This dissertation presents a framework that enables robots to learn complex tasks from one or several demonstrations by a teacher, based on a set of available underlying robot capabilities. The framework, inspired from the approach people use when teaching each other through demonstration, uses an action embedded approach for task representation, and uses learning by having the robot perform the task along with the teacher during the demonstration.
Among humans, teaching skills or tasks is a complex process that relies on multiple means of interaction and learning, both on the part of the teacher and of the learner. In robotics, however, skill teaching has largely been addressed by using only one or very few of these modalities. This dissertation presents a novel approach that uses multiple modalities for instruction and learning, allowing a robot to learn representations of high-level, sequential tasks from instructive demonstrations, generalization over multiple but sparse demonstrations and by practicing under a teacher's supervision.
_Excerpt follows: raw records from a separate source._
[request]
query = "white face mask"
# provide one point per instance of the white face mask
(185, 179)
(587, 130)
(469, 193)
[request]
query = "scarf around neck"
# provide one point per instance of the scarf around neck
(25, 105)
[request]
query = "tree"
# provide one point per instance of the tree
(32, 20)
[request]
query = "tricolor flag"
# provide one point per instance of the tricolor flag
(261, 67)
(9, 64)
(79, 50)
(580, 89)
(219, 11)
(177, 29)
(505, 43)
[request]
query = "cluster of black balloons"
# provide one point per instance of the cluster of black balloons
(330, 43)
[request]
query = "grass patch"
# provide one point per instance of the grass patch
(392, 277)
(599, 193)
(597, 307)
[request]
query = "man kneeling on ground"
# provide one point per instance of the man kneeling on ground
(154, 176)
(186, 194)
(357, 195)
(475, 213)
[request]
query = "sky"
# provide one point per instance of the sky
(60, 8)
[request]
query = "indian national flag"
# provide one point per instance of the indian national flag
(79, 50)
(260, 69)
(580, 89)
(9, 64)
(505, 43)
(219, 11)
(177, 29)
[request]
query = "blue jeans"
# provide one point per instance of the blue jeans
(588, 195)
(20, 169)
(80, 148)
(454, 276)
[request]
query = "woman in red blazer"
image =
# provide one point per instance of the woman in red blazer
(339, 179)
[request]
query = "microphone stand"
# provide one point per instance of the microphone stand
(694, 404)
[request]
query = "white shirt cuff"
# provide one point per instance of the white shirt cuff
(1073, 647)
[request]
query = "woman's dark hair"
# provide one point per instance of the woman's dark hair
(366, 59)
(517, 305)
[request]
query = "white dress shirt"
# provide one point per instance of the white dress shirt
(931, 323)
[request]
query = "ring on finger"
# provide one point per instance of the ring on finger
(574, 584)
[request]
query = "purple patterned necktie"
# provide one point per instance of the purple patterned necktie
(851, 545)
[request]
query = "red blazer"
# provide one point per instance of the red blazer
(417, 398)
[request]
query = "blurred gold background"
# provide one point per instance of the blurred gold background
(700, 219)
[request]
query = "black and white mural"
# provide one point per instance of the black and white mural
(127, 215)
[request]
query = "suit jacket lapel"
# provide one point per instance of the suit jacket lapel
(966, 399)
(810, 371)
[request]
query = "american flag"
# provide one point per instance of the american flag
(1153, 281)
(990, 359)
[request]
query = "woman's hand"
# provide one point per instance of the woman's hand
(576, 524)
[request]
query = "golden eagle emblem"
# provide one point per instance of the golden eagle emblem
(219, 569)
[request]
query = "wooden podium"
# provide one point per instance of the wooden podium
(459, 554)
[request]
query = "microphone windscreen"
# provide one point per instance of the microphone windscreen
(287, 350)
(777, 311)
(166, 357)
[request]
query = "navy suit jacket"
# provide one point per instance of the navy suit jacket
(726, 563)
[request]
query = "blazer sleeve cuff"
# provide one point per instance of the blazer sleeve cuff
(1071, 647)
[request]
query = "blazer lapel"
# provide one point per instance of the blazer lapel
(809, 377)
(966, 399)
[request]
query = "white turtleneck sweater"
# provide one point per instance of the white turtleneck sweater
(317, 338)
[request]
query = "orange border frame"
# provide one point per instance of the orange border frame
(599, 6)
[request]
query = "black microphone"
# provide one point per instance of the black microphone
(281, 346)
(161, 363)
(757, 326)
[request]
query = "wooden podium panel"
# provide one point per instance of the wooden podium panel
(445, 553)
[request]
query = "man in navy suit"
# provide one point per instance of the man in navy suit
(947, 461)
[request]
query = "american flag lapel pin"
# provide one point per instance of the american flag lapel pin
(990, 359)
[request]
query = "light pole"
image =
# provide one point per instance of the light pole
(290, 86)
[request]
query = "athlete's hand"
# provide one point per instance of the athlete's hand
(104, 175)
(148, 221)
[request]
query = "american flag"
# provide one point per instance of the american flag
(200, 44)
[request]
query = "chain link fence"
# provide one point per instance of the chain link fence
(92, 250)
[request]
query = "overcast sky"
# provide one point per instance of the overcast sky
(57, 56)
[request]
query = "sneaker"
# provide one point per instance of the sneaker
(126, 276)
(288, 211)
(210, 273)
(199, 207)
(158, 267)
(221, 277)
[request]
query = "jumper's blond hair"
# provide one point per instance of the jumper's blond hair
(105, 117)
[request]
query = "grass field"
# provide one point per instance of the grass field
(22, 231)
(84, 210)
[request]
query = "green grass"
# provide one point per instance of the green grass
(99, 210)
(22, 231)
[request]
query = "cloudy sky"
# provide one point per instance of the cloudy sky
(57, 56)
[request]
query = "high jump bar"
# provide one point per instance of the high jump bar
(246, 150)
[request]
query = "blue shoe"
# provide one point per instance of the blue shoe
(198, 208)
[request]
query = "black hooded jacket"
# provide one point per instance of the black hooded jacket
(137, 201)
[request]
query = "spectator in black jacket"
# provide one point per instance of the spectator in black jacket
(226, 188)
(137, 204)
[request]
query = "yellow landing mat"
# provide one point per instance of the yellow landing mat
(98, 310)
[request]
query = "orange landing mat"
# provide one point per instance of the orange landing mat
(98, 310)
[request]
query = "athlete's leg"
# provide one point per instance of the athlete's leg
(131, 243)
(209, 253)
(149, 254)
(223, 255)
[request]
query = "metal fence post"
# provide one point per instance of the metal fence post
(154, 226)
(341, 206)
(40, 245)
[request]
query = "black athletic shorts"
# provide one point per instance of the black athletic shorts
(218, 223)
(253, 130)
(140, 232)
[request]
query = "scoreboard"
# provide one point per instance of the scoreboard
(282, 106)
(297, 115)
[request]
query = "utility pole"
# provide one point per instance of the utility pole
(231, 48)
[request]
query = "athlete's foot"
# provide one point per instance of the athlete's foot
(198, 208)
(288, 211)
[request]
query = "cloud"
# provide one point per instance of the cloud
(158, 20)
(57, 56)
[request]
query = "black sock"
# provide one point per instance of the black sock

To enable this type of learning, the underlying robot control architecture should exhibit the following key properties: modularity, reusability of existing modules, robustness and real-time response, support for learning and the ability to encode complex task representations. Behavior-based control (BBC) is an effective methodology for robot control, which provides modularity and robust real-time properties, but is limited with respect to the other capabilities listed above. This dissertation presents a hierarchical abstract behavior architecture that extends the standard BBC in that: i) it allows for the representation and execution of complex, hierarchically structured tasks within a behavior-based framework; ii) it enables reusablity of behaviors through the use of abstract behaviors; and iii) it provides support for automatic generation of a behavior-based system.
The experimental validation and evaluation presented in the dissertation demonstrate that the proposed task representation, in conjunction with multiple instructional modalities, provides an effective approach for robot learning of high-level sequential tasks, based on a set of underlying capabilities (behaviors).